Grußwort zur Gedenkveranstaltung von „Wir waren Nachbarn“,
Apostel-Paulus-Kirche, Berlin-Schöneberg, 27. Januar 2019
Verehrtes Organisationsteam und die Unterstützerinnen dieser Veranstaltung, sehr verehrte Damen und Herren,
schön, dass Sie so zahlreich zu diesem Gedenktag erschienen sind. Ein Gedenktag daran, welche Grausamkeiten und Menschenrechtsverletzungen während der Herrschaft der Nationalsozialisten in Deutschland begangen wurden. Deren Ausgrenzung und Menschenverachtung hat viele Minderheiten getroffen. Über alle kann ich nicht sprechen, obwohl ihr Leid genauso furchtbar war wie das der Juden. Aber ich stehe hier als Jüdin und Tochter einer Überlebenden der Menschengruppe, die völlig vernichtet werden sollte. Und über sie spreche ich.

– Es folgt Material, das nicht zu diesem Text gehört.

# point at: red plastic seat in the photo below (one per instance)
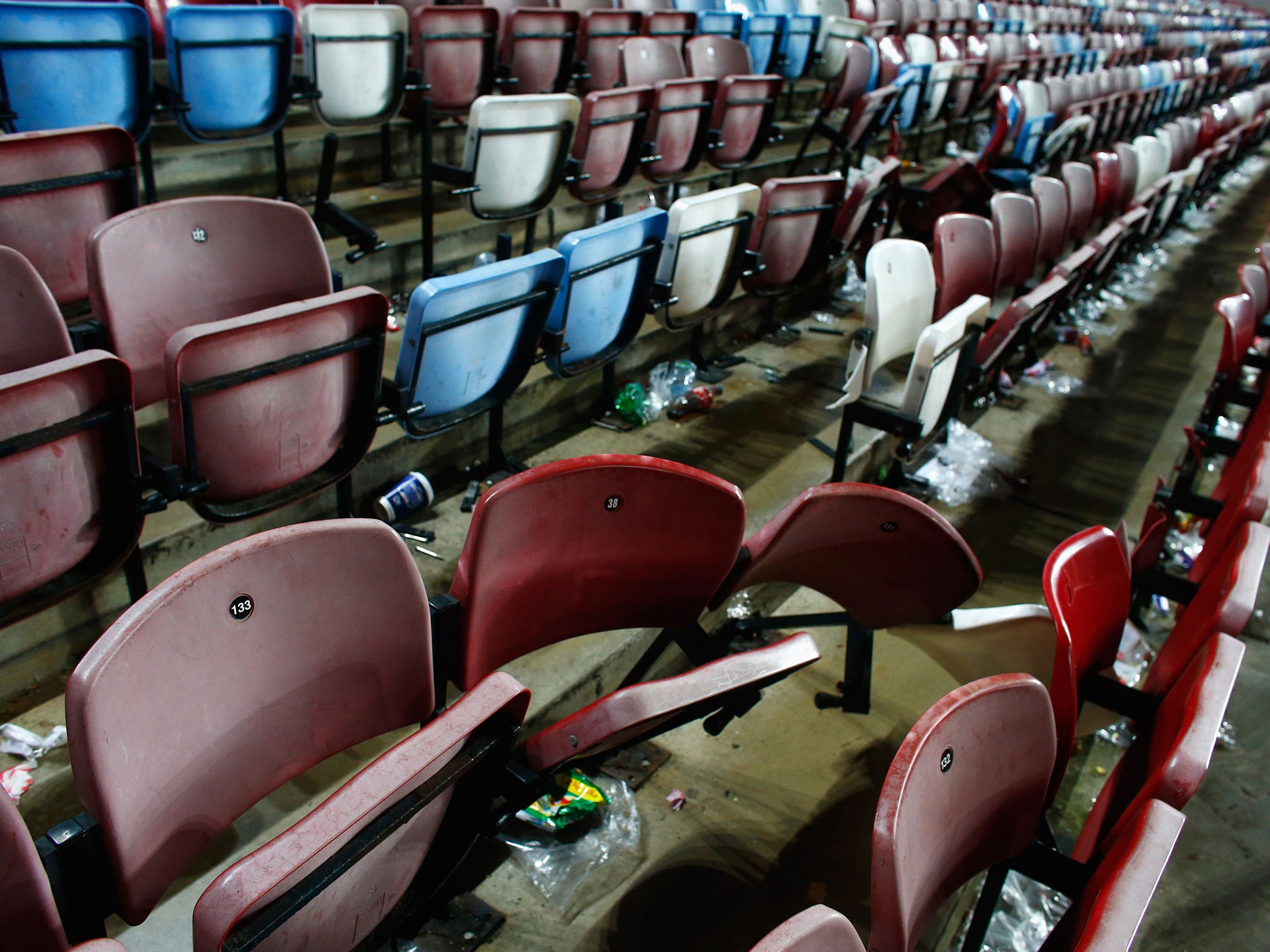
(964, 259)
(791, 230)
(821, 541)
(365, 895)
(31, 325)
(253, 663)
(949, 808)
(1015, 226)
(51, 216)
(1223, 603)
(25, 901)
(73, 513)
(746, 102)
(1052, 213)
(1170, 754)
(815, 930)
(1112, 906)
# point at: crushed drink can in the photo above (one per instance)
(409, 495)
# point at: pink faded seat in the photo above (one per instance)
(1170, 754)
(815, 930)
(964, 259)
(253, 663)
(31, 325)
(31, 920)
(966, 791)
(791, 231)
(886, 558)
(1110, 909)
(75, 179)
(362, 896)
(69, 469)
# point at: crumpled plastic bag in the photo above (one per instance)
(573, 873)
(964, 469)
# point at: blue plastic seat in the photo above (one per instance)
(603, 296)
(70, 64)
(482, 329)
(798, 38)
(231, 68)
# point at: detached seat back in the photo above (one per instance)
(75, 64)
(55, 190)
(223, 306)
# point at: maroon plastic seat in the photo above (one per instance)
(610, 141)
(746, 102)
(1170, 754)
(1052, 213)
(536, 45)
(791, 231)
(848, 541)
(200, 289)
(365, 895)
(1016, 226)
(31, 325)
(610, 546)
(25, 901)
(678, 125)
(51, 218)
(964, 259)
(815, 930)
(69, 469)
(253, 663)
(455, 48)
(950, 808)
(1223, 603)
(1112, 906)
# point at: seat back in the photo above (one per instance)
(171, 266)
(610, 141)
(231, 66)
(791, 230)
(64, 184)
(1086, 584)
(31, 325)
(900, 299)
(603, 294)
(1052, 216)
(470, 338)
(609, 530)
(1223, 603)
(849, 541)
(705, 238)
(366, 894)
(355, 56)
(516, 149)
(966, 790)
(255, 662)
(102, 51)
(456, 51)
(815, 930)
(25, 902)
(1016, 227)
(69, 506)
(964, 259)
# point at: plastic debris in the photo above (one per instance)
(586, 861)
(964, 469)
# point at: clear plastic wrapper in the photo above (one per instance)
(577, 867)
(964, 469)
(1026, 913)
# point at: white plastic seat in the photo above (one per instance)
(355, 56)
(700, 270)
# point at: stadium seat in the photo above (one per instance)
(208, 301)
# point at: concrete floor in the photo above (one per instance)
(779, 809)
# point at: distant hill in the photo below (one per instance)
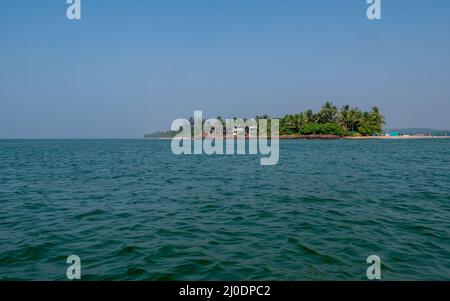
(419, 131)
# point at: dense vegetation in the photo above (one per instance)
(330, 120)
(333, 121)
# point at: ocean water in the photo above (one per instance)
(131, 210)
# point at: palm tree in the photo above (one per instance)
(344, 117)
(328, 113)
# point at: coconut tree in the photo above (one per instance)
(328, 113)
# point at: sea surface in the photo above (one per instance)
(131, 210)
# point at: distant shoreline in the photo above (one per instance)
(326, 137)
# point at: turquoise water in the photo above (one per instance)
(131, 210)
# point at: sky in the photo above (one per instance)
(131, 67)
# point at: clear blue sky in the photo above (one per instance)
(130, 67)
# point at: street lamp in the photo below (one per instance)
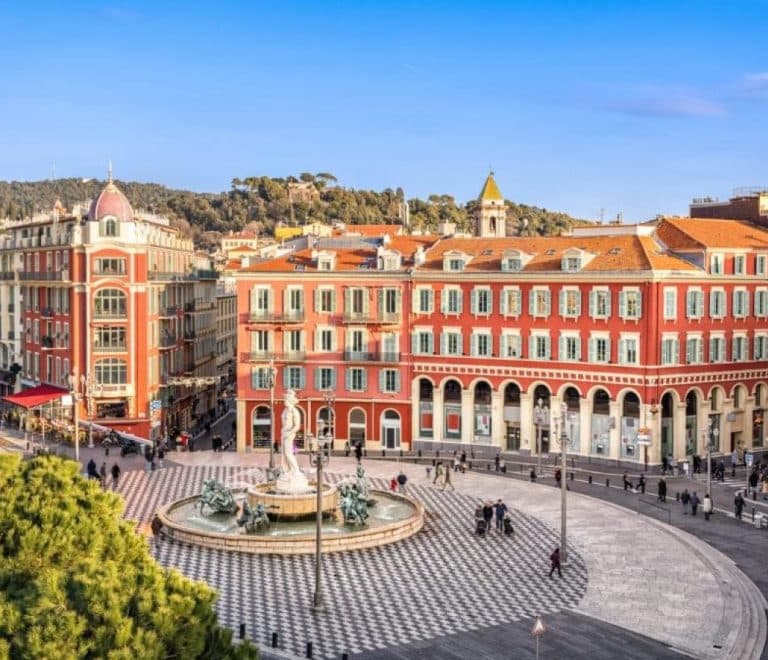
(540, 414)
(318, 459)
(564, 440)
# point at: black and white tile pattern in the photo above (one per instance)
(443, 580)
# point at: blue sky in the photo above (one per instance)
(578, 106)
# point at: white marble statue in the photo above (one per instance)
(292, 479)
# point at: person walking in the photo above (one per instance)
(695, 501)
(738, 505)
(500, 509)
(554, 560)
(115, 475)
(662, 490)
(685, 500)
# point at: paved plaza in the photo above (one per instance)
(632, 584)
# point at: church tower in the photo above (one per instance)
(491, 215)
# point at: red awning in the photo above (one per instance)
(36, 396)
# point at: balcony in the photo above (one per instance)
(291, 316)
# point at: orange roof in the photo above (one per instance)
(699, 233)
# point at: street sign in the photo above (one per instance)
(538, 628)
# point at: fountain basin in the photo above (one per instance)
(293, 505)
(393, 518)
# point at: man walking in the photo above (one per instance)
(554, 560)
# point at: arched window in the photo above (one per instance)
(111, 372)
(109, 303)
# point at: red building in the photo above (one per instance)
(655, 332)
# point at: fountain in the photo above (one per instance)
(277, 516)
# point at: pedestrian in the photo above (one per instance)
(695, 501)
(685, 499)
(500, 509)
(115, 475)
(738, 505)
(447, 479)
(554, 560)
(488, 514)
(662, 490)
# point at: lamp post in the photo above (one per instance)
(539, 416)
(318, 459)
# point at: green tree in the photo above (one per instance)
(76, 581)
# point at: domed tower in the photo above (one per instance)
(491, 215)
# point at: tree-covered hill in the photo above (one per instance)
(261, 202)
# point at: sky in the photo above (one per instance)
(592, 108)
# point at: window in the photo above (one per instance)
(110, 266)
(452, 301)
(325, 378)
(509, 303)
(482, 302)
(510, 345)
(669, 350)
(423, 342)
(356, 380)
(740, 303)
(425, 301)
(630, 304)
(599, 349)
(481, 344)
(389, 381)
(670, 303)
(740, 348)
(717, 349)
(539, 348)
(694, 308)
(717, 303)
(111, 372)
(451, 343)
(110, 303)
(570, 348)
(628, 353)
(570, 303)
(539, 302)
(293, 378)
(694, 350)
(600, 303)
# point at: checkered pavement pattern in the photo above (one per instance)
(443, 580)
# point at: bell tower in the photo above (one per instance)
(491, 215)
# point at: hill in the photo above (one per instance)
(261, 202)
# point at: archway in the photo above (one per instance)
(452, 410)
(512, 416)
(630, 423)
(261, 424)
(602, 423)
(390, 429)
(482, 413)
(541, 399)
(426, 413)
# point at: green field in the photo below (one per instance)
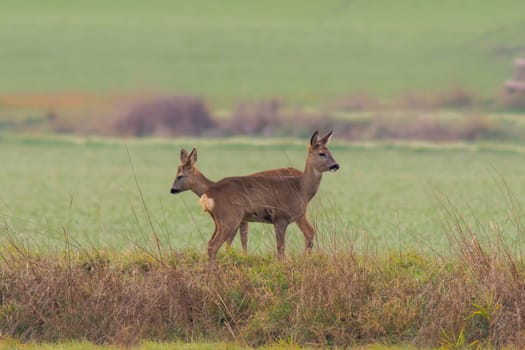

Es ist nicht gelungen, die Juden auszurotten. Viele leben wieder in Deutschland, geschätzt 200.000 von den weltweit etwa 15 Millionen Juden. Davon leben 6 Millionen in den USA. Rund 6,5 Millionen von 8,8 Millionen Einwohnern in Israel sind Juden. 1,5 Millionen Israelis sind arabischer Herkunft, überwiegend muslimisch, aber auch christlich und drusisch. Und nur am Rande: Im gesamten Nahen Osten ist Israel der einzige Staat, in dem die christliche Bevölkerung wächst.
Die Juden haben es also geschafft, sich einen eigenen Staat aufzubauen. Dass sie das geschafft haben, war nicht nur wegen der Shoa. Die Shoa war zweifellos das größte Pogrom an den Juden, aber längst nicht das einzige. Seit die Juden Jesus nicht als ihren Messias anerkannt haben, waren sie den Anfeindungen christlicher Kirchenführer ausgesetzt. Sie wurden verfemt, waren vogelfrei, wurden überall in Europa verfolgt und als Menschen zweiter Klasse behandelt.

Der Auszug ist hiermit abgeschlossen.